HiPerGator

UF's Supercomputer: HiPerGator 4th Gen

Faceplate from an NVIDIA B200

June 2025 Update

UF received the first delivery of a DGX B200 SU in the world!

NVIDIA DGX B200 SuperPOD SU1

The full NVIDIA DGX B200 SuperPOD will consist of two scalable units (SUs). SU1 was delivered at the end of January and has undergone extensive testing since the installation was completed in early April. UFIT Research Computing is finalizing benchmarks and ensuring the system is ready for users.

The current plan is for SU1, including 31 servers and 248 B200 GPUs, to come online for users sometime next week. However, until the system is in full production, the B200 servers will run under an “early access” service level.

  • Maintenance on servers will be more frequent. While staff will try to avoid stopping running jobs, occasionally taking some or all servers offline may be necessary. We will not be able to announce all maintenance in advance.
  • Slurm scheduler settings for GPU use and priorities may change between early access and the final production state.

New CPU/GPU servers

Another part of HiPerGator 4th Gen is the replacement of HiPerGator 2 servers and 2080 Ti and RTX 6000 GPUs after many years of service. Our vendor, Lenovo, has delivered our new system with 19,200 cores and 600 NVIDIA L4 GPUs. UFIT Research Computing staff are getting these servers connected, burned in, and ready for users. These resources will deliver refreshed CPU resources and a much more capable GPU to take on many common AI workloads and provide graphics capabilities. The current plan is for these servers to come online for users by the end of June.  

Decommissioning the A100 and 2080 Ti servers    

Part of the cost of the HiPerGator 4th Gen upgrades was offset by trading in the older hardware. We are working with our vendors to coordinate dates that align with bringing new hardware online with minimal disruption of service availability. However, depending on the dates vendors pick up the components, we may have some periods with limited GPU availability.

The current plan is for the 2080 Ti and RTX 6000 GPUs to remain in production until the L4 GPUs come online towards the end of June. The vendors may want these sooner, reducing GPU availability until we can get the L4s into production. The remaining A100s will be removed from service on June 24, making space for the delivery of SU2 of the NVIDIA DGX B200 SuperPOD.

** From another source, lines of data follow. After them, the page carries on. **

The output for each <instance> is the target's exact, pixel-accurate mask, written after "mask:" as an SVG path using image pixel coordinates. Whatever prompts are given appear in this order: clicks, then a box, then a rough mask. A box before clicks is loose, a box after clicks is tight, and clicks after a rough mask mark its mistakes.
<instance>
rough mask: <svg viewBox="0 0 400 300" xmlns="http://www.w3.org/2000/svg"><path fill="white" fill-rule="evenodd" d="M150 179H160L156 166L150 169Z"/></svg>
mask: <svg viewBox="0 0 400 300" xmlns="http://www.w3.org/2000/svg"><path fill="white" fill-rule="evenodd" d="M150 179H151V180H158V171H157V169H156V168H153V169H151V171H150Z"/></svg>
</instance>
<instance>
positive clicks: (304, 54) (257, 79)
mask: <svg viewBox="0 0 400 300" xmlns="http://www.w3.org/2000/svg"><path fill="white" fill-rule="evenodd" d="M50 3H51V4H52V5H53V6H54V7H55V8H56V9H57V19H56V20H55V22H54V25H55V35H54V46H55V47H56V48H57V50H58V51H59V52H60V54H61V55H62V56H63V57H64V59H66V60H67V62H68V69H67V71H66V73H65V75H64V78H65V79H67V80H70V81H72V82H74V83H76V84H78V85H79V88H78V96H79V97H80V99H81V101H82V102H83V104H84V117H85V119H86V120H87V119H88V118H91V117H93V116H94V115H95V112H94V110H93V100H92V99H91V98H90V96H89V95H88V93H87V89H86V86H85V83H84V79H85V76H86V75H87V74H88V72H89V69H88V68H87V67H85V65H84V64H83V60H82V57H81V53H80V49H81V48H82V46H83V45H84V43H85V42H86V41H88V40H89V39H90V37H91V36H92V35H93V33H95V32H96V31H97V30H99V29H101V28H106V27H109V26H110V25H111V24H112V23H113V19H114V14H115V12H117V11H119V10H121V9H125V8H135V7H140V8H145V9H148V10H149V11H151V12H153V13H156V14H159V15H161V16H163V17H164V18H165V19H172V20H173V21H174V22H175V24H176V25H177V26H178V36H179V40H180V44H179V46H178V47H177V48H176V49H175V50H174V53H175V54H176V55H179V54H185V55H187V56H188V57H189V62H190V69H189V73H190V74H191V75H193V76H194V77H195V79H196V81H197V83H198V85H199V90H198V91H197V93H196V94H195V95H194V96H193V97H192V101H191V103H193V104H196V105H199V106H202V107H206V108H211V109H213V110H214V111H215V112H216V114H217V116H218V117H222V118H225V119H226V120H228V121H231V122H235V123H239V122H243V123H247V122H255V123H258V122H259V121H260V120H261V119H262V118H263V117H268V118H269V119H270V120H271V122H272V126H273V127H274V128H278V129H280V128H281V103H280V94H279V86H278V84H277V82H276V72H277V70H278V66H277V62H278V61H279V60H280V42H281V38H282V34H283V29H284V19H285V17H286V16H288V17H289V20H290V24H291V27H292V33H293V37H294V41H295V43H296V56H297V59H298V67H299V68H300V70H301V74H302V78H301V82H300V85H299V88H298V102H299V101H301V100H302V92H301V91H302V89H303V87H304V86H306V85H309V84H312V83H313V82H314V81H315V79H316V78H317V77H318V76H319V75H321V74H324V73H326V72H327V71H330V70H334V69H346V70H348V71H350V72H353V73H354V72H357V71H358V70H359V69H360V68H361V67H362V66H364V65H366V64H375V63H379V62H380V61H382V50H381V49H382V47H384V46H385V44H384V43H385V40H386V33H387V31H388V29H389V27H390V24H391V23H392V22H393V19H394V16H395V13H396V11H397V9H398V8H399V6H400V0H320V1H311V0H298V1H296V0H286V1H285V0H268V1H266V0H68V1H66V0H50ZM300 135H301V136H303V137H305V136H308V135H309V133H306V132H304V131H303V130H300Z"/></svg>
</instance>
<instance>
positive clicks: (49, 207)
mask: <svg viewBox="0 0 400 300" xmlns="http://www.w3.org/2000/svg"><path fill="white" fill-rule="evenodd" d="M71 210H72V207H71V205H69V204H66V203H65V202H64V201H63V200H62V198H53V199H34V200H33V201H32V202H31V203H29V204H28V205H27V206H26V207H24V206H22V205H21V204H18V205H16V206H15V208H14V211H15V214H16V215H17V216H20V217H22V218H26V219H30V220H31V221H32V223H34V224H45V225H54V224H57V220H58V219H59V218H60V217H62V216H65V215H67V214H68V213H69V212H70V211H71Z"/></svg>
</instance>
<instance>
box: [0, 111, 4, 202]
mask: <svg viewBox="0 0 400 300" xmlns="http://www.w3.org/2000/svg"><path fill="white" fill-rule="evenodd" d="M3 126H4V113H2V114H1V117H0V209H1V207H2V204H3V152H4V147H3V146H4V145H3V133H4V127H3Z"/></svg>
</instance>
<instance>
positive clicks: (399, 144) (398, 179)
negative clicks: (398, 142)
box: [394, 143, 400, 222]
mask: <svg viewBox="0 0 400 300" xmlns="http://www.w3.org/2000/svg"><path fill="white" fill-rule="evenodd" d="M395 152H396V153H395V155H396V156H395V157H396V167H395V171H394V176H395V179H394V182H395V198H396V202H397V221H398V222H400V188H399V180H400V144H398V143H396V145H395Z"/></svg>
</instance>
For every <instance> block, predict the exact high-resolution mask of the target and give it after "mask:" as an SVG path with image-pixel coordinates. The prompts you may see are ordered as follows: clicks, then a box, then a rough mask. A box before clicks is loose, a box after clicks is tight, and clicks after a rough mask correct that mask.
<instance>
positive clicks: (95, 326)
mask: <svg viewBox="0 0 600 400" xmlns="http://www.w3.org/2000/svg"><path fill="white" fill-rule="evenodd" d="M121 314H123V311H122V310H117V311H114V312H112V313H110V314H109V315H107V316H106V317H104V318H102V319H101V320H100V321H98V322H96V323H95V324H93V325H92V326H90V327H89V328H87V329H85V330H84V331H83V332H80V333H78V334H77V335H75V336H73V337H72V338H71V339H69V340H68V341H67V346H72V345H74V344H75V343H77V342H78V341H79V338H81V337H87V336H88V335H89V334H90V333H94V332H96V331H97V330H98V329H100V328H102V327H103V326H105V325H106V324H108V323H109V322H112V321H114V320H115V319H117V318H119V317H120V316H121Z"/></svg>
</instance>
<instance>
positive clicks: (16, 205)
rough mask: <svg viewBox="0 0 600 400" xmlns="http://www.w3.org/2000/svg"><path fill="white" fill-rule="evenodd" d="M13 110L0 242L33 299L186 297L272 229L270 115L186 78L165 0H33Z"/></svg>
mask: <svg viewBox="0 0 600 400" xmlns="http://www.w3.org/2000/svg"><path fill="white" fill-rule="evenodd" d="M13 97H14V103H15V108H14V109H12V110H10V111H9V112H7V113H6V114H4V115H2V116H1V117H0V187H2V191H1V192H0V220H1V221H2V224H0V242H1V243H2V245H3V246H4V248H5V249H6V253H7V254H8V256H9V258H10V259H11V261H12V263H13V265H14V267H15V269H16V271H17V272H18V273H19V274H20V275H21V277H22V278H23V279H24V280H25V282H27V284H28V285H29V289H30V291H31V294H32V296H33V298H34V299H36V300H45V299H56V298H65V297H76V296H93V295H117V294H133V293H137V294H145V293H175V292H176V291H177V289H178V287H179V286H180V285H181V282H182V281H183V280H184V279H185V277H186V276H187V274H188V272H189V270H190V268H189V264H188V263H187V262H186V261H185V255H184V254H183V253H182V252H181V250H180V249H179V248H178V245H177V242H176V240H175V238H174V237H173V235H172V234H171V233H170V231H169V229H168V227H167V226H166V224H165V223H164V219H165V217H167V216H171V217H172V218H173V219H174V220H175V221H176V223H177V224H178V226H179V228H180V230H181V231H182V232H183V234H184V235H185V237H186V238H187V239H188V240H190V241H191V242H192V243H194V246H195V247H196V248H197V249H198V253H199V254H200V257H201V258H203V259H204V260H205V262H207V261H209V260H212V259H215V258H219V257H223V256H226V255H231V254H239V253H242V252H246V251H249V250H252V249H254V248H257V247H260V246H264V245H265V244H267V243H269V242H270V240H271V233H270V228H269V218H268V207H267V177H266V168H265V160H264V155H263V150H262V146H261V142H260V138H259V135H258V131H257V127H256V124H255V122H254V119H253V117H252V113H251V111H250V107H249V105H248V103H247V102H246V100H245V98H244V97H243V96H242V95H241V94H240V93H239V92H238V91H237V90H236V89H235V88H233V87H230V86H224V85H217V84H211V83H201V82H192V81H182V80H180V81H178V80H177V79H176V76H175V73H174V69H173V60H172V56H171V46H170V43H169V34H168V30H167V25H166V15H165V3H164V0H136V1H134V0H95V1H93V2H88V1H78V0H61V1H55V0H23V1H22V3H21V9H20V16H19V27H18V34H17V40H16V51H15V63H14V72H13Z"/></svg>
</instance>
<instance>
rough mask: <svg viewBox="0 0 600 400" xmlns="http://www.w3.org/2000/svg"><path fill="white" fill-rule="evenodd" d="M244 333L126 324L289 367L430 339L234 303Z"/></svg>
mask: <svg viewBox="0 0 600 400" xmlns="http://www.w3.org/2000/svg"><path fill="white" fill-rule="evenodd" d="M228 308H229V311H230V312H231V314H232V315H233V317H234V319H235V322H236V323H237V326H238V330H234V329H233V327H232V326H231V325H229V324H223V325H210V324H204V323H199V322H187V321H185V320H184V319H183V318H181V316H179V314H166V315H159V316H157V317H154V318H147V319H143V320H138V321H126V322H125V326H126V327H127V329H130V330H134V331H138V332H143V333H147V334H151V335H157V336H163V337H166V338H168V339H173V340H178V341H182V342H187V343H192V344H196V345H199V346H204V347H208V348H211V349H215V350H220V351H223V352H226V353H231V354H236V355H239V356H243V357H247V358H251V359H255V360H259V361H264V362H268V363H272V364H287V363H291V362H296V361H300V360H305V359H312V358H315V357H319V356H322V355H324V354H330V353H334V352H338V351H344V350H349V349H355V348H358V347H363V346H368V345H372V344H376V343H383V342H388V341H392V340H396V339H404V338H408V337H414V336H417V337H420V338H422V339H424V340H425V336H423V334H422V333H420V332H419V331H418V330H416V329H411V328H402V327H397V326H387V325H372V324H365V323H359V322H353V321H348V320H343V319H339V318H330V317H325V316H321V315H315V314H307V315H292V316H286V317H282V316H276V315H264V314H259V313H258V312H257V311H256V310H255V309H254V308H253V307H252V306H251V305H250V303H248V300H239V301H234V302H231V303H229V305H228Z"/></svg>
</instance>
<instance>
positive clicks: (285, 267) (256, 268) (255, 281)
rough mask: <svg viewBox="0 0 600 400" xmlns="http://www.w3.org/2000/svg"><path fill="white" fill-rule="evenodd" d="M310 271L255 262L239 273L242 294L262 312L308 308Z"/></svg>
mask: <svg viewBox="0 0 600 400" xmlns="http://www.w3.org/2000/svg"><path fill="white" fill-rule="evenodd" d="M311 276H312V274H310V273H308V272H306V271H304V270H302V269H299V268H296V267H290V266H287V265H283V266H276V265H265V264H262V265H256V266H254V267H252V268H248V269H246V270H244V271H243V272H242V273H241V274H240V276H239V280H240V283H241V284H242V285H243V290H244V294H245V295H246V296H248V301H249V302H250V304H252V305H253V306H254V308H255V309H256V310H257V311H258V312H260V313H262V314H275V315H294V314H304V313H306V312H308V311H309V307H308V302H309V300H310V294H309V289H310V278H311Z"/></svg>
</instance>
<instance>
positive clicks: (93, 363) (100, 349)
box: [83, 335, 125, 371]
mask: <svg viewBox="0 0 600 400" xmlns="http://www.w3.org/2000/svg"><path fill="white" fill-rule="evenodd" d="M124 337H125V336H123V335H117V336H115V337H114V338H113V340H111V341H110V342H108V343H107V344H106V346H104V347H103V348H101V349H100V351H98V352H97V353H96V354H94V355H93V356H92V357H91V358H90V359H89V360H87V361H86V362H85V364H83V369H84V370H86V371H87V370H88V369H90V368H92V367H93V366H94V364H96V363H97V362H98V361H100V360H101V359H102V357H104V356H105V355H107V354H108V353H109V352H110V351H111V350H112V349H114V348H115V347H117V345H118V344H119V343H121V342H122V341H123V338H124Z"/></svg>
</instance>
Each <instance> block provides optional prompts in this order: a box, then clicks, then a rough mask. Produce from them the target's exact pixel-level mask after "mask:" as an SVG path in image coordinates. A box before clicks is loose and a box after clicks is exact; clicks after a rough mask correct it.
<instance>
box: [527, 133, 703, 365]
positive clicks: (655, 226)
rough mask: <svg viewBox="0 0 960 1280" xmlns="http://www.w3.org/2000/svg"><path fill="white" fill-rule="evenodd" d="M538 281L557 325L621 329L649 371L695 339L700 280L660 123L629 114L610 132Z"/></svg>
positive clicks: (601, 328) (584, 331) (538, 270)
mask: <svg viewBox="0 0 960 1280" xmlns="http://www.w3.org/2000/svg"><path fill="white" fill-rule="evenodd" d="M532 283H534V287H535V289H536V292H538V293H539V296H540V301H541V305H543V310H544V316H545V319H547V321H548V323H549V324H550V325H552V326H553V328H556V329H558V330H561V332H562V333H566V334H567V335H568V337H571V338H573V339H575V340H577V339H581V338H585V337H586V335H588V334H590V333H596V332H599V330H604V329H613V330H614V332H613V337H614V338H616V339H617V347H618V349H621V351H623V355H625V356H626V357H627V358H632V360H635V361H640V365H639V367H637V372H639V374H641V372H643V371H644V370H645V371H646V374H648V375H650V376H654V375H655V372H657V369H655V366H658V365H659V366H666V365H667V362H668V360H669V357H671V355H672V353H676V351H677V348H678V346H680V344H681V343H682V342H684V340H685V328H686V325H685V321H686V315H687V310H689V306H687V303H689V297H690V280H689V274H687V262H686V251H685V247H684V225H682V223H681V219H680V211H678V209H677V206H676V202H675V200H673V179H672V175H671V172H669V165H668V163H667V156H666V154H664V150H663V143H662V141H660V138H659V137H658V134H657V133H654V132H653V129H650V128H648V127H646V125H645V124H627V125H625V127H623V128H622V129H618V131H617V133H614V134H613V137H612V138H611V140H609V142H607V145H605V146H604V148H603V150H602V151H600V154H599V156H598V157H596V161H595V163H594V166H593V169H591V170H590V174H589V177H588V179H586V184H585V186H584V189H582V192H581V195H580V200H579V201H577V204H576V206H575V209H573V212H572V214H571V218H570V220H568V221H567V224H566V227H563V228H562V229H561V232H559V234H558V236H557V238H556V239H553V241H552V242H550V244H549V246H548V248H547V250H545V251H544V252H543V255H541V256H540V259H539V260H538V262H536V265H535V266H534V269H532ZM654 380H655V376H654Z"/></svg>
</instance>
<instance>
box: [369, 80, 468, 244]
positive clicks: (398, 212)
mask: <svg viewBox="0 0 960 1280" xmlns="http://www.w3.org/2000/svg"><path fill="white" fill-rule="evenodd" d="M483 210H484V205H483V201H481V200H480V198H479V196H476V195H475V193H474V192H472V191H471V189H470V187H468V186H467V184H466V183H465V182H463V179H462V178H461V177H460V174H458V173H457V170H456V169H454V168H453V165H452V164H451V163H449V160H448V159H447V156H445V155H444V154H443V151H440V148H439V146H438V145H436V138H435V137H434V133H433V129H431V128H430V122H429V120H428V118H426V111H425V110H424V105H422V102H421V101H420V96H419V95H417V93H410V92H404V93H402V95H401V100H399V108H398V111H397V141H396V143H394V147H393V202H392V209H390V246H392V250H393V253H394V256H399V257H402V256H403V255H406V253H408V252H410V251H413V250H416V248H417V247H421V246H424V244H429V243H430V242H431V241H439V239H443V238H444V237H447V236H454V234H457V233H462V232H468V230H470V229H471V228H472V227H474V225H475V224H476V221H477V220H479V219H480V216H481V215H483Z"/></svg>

NVIDIA DGX B200 SuperPOD SU2

UFIT Research Computing anticipates the delivery of the second SU in early July. After installation, the system will be validated and hopefully turned over to our staff by the end of July. In August, we will need to combine and benchmark the full system with both SUs. That will require all B200 servers to be removed from user access, leaving only the L4s accessible to users during much of August.

Blue Storage Replacement

Our storage vendor, DDN, is finalizing the configuration of the new all-flash 11 PB Blue storage system that will replace the current 7.2 PB Blue storage. Once received, UFIT Research Computing staff will update users with more details of the transition plan to migrate data to the new system while minimizing interruption of system availability.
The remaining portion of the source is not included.